The first two American CSAs started in the Northeast in the mid-1980s.
Today it's hard to say for sure how many there are. The USDA doesn't count CSAs for its census. There are only self-reporting listings at USDA and elsewhere. A 2005 survey by the National Center for Appropriate Technology put the number around 1100.
Whatever the number, CSA practices can vary significantly: from members doing all the work, to members only getting the box of food, to any variation in-between.
Some CSA farmers find other additional outlets to sell their produce.

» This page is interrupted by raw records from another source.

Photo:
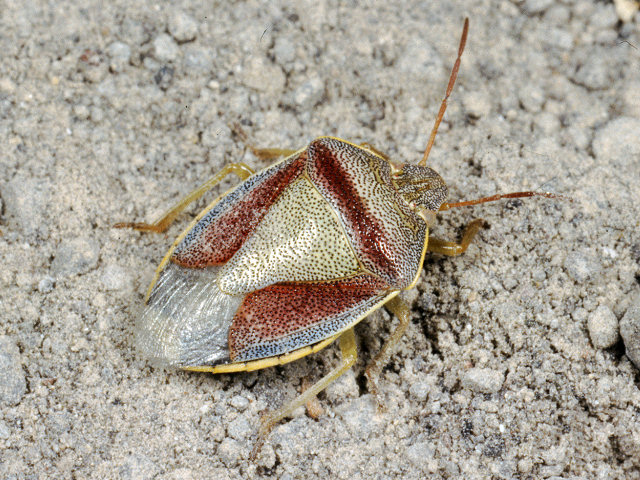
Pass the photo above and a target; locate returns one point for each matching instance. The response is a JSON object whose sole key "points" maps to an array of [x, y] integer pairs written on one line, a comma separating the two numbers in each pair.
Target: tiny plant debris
{"points": [[294, 257]]}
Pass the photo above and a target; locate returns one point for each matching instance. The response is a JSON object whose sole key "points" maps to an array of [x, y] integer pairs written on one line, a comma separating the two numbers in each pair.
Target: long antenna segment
{"points": [[443, 105]]}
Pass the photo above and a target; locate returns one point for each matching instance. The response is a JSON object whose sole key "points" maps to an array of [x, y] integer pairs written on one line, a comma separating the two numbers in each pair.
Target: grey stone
{"points": [[198, 59], [119, 56], [534, 7], [483, 380], [165, 49], [114, 277], [419, 453], [284, 50], [580, 267], [182, 27], [46, 284], [421, 59], [13, 384], [26, 200], [138, 467], [603, 327], [75, 256], [630, 332], [618, 141], [240, 428], [264, 76], [229, 452], [594, 73], [477, 104], [239, 402], [309, 94], [5, 431], [419, 391]]}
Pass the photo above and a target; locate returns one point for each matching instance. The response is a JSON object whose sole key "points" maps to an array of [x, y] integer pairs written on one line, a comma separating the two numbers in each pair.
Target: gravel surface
{"points": [[516, 364]]}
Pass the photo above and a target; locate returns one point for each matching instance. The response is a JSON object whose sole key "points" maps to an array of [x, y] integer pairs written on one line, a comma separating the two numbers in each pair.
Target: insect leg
{"points": [[268, 421], [161, 224], [401, 310], [261, 153], [453, 248]]}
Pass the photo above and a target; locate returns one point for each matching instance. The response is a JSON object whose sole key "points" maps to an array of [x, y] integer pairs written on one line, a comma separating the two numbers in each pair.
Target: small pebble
{"points": [[198, 59], [630, 332], [618, 142], [92, 66], [626, 9], [421, 59], [114, 277], [603, 327], [483, 380], [13, 384], [7, 85], [164, 77], [26, 200], [138, 467], [533, 7], [46, 284], [630, 98], [476, 104], [419, 453], [359, 416], [75, 256], [239, 402], [229, 452], [284, 50], [182, 27], [532, 97], [5, 432], [119, 56], [165, 49], [419, 391], [580, 267], [264, 76], [240, 428], [594, 73], [309, 94]]}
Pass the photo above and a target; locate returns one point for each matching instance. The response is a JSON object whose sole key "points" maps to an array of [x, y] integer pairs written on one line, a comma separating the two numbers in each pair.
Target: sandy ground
{"points": [[513, 366]]}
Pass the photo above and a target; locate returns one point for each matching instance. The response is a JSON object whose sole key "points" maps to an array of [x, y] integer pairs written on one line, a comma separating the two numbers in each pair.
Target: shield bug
{"points": [[294, 257]]}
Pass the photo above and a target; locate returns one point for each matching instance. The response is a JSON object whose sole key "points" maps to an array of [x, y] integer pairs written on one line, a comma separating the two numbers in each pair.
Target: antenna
{"points": [[493, 198], [443, 105]]}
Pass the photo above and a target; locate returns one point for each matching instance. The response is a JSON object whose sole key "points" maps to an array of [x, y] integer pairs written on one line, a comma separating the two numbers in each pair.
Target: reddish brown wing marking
{"points": [[287, 316], [387, 236], [222, 231]]}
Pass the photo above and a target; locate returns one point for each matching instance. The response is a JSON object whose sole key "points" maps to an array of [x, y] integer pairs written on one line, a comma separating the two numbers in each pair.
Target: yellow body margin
{"points": [[291, 356]]}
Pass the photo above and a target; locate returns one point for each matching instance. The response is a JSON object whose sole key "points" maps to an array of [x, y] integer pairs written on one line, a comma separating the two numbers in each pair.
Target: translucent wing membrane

They can be certified organic or not.
In addition to vegetables and fruits, CSAs can provide meat, eggs, dairy products and more.
But it's not just about food either, for the farmer or the member.
Angela Tedesco, Turtle Farm: "It's about a lot of people looking for a connection to the land. This is one way they can do that. They can come out and this can be their farm. They can come out and visit any time they want, we can have social events out here if they want... Some of my customers' kids get excited and they'll eat my vegetables because they know me as opposed to a vegetable they might get at a grocery store. So, it's a really nice connection for people to have, to where their food is coming from."
On specified days, Turtle Farm members pick their box up at the farm or at various drop sites in the Des Moines metro area.
Rather than making a list and going to the grocery store, with a CSA the food arrives and then you figure out what to do with it. That's why the weekly newsletter includes a recipe for those who might be unfamiliar with some of the items.
Linda Hanson, West Des Moines: "It's kind of like Christmas for me every week, I never know what is going to be in the box. And so it's kind of fun to see what's there."
This year, Linda Hanson is splitting a box with someone else.
Linda Hanson: West Des Moines: "This is another fun part of picking up the box is the newsletter because she, Angela is so articulate. When I read the newsletter I feel like I'm just talking to her and she's talking to us because she talks about what goes on at the farm each week and she talks about her workers and ... I think that's very important in remaining a member of the CSA is feeling included, feeling like you're part of something, part of a community."
Cece Arnold wanted good food and she wanted to do more than be a member. She has been hosting a drop site in her driveway since she signed on.
Cece Arnold, Urbandale: "There is a social element to this too because people come to my driveway every week and we share about what we've done with the food and swap recipes and just. They're my Tuesday friends. They're here every Tuesday. I can count on them. And it's a wonderful thing."
Every member would probably tell a slightly different story which is also partly what CSA is about, giving people choices including the opportunity to live their convictions.
CSAs are admittedly not for everyone. And they aren't about to replace the existing food delivery system.
But they are an option for those who want fresh food that wasn't trucked 1500 miles, people who, as the Japanese put it, want food with the farmer's face on it.
For those farmers, it's another model for working on the land.
For Market to Market, I'm Sara Frasher.